Now let me consider the issue from a different point of view.  Selling a product at a higher price within a closed home market than in an open foreign market is a symptom of dumping.  Although what Japanese labels are intending is not a typical dumping between domestic and export goods but a dumping between domestic goods and foreign-made goods under license, some of Japan’s Asian trade partners are now having an advanced trade regulations that may cover such non-typical dumping. 

The very moment Korea has opened its heretofore-closed market to Japan’s pop music, Japan is going to close its market to all foreign-made music CDs.  Because other media such as DVDs will follow this move, Japan will certainly fall into a cultural autism that may last for indefinite time period. 

NOTES

(1) Quality King Distributors, Inc. v. L'Anza Research International, Inc., 118 S. Ct. 1125 (Mar. 9, 1998).

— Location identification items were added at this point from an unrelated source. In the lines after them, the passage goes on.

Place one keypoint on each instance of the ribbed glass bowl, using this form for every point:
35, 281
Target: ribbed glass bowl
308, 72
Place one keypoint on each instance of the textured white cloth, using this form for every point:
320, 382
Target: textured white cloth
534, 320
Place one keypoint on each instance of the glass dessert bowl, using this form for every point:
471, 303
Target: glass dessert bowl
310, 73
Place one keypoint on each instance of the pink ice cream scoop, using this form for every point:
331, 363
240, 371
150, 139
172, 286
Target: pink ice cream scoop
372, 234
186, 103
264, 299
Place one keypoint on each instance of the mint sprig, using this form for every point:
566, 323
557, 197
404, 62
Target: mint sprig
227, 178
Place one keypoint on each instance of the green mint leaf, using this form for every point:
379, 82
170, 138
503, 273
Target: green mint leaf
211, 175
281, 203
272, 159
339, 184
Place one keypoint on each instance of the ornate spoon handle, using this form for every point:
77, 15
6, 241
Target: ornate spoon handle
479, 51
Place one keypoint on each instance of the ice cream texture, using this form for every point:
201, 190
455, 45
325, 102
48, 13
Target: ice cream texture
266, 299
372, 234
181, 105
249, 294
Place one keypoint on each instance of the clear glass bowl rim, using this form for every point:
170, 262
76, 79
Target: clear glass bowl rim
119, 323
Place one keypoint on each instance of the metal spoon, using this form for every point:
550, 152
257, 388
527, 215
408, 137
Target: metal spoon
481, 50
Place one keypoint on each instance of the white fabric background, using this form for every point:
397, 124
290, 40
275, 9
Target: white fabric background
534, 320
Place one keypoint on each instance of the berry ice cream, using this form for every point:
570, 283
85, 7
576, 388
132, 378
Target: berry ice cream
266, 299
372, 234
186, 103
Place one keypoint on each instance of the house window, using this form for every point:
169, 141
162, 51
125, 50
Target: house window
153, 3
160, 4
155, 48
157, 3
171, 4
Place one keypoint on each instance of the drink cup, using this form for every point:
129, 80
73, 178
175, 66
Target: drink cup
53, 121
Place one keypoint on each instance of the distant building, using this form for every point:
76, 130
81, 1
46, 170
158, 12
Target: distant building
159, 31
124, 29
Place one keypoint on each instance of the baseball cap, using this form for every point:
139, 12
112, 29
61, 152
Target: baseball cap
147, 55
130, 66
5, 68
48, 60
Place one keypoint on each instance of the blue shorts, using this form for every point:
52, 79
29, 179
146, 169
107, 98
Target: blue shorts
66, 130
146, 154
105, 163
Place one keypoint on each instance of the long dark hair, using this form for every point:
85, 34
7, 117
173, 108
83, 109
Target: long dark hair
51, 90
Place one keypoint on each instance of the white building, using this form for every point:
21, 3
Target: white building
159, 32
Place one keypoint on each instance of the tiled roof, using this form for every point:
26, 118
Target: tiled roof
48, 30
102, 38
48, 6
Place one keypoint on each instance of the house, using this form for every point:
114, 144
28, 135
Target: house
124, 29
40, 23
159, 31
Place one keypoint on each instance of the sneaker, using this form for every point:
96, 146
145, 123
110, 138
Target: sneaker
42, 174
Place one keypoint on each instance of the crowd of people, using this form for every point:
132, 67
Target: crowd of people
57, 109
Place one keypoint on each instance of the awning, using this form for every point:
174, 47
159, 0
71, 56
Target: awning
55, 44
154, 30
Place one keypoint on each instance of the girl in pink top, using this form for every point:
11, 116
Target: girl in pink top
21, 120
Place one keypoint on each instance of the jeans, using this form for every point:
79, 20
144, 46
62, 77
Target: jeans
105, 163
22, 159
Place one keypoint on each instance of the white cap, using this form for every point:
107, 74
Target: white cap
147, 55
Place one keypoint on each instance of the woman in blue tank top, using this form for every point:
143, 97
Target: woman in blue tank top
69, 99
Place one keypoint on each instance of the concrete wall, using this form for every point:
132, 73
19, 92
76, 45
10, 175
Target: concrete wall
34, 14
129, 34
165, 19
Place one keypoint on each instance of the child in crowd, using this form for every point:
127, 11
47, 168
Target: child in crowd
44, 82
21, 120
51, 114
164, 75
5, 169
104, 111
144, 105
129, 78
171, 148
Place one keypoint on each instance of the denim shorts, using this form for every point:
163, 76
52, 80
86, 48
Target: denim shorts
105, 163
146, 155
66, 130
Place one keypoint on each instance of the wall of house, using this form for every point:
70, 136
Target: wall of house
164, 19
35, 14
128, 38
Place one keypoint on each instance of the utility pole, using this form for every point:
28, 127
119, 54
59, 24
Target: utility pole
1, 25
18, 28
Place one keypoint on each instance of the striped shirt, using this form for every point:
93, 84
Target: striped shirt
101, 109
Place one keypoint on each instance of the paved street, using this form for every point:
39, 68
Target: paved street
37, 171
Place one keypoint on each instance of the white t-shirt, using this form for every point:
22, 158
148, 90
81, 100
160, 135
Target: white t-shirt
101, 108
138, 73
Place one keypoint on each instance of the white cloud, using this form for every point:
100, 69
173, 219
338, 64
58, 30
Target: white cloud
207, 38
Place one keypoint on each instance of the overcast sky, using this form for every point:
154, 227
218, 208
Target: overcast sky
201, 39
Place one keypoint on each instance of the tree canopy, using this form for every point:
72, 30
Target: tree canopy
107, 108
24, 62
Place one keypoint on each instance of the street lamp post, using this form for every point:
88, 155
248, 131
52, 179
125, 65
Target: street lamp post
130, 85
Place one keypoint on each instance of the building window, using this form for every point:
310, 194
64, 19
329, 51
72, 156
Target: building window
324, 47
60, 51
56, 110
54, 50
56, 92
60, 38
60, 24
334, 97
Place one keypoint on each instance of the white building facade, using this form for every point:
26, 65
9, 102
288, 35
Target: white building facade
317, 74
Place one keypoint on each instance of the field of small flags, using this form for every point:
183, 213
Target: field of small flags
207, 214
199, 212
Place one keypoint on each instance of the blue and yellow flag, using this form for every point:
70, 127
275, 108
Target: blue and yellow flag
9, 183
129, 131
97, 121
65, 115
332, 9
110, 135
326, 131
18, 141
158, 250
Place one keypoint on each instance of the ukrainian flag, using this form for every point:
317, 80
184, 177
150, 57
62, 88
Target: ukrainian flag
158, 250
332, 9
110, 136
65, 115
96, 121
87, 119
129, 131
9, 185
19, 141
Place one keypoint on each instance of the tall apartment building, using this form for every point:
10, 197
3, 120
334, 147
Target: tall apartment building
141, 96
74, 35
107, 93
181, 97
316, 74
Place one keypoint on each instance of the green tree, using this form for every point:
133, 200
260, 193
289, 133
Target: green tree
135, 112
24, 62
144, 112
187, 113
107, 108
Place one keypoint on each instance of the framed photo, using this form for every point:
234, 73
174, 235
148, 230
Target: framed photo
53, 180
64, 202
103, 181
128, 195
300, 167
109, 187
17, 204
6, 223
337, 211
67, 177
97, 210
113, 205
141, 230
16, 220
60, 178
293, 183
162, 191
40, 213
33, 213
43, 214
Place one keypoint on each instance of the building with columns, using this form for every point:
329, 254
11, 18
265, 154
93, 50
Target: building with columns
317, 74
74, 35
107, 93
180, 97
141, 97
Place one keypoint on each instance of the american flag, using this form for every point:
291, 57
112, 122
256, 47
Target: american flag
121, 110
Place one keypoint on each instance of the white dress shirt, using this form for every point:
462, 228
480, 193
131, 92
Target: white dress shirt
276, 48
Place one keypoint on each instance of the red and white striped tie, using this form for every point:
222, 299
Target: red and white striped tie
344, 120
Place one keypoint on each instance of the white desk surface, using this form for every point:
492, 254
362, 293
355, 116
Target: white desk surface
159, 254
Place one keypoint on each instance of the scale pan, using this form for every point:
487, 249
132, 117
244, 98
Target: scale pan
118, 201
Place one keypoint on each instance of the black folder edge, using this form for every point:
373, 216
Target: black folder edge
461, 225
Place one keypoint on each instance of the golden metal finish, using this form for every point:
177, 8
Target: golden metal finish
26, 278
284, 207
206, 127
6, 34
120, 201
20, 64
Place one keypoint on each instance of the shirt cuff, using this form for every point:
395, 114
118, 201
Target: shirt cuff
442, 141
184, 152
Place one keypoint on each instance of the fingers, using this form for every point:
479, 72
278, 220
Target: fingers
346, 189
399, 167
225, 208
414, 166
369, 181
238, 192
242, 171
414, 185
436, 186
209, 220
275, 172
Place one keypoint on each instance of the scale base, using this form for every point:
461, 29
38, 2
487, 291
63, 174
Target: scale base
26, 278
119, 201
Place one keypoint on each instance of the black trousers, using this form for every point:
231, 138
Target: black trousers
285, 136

(2) Quality King decision warns in its dicta not to extend its reasoning to ‘licensees’ or to ‘copies lawfully made under foreign law’, it does not deny such interpretation of Section 109 (a) at all.

(3) OJ L167, 22/06/2001.

(4) EMI v. CBS, [1796] 2 CMLR 235 (1976)/Polydor v. Harlequin Record Shops [1982] ECR 329 (1982).

(5) It is a consensus among Japanese copyright experts that “presumed infringement” is not an exercise of copyright.  See, e.g., Hiroshi Saito, COPYRIGHT LAW, 3rd ed. (Ichiryuusha, 1994) at 300 and Handa & Monya, COPYRIGHT KNOW-HOW, 5th ed. (Yuhikaku, 1995) at 265.

(6) “Pirated copyright goods” shall mean any goods which are copies made without the consent of the right holder or person duly authorized by the right holder in the country of production and which are made directly or indirectly from an article where the making of that copy would have constituted an infringement of a copyright or a related right under the law of the country of importation.

(7) GATT Panel Report in Akzo case (L/6439-36S/345, November7, 1989).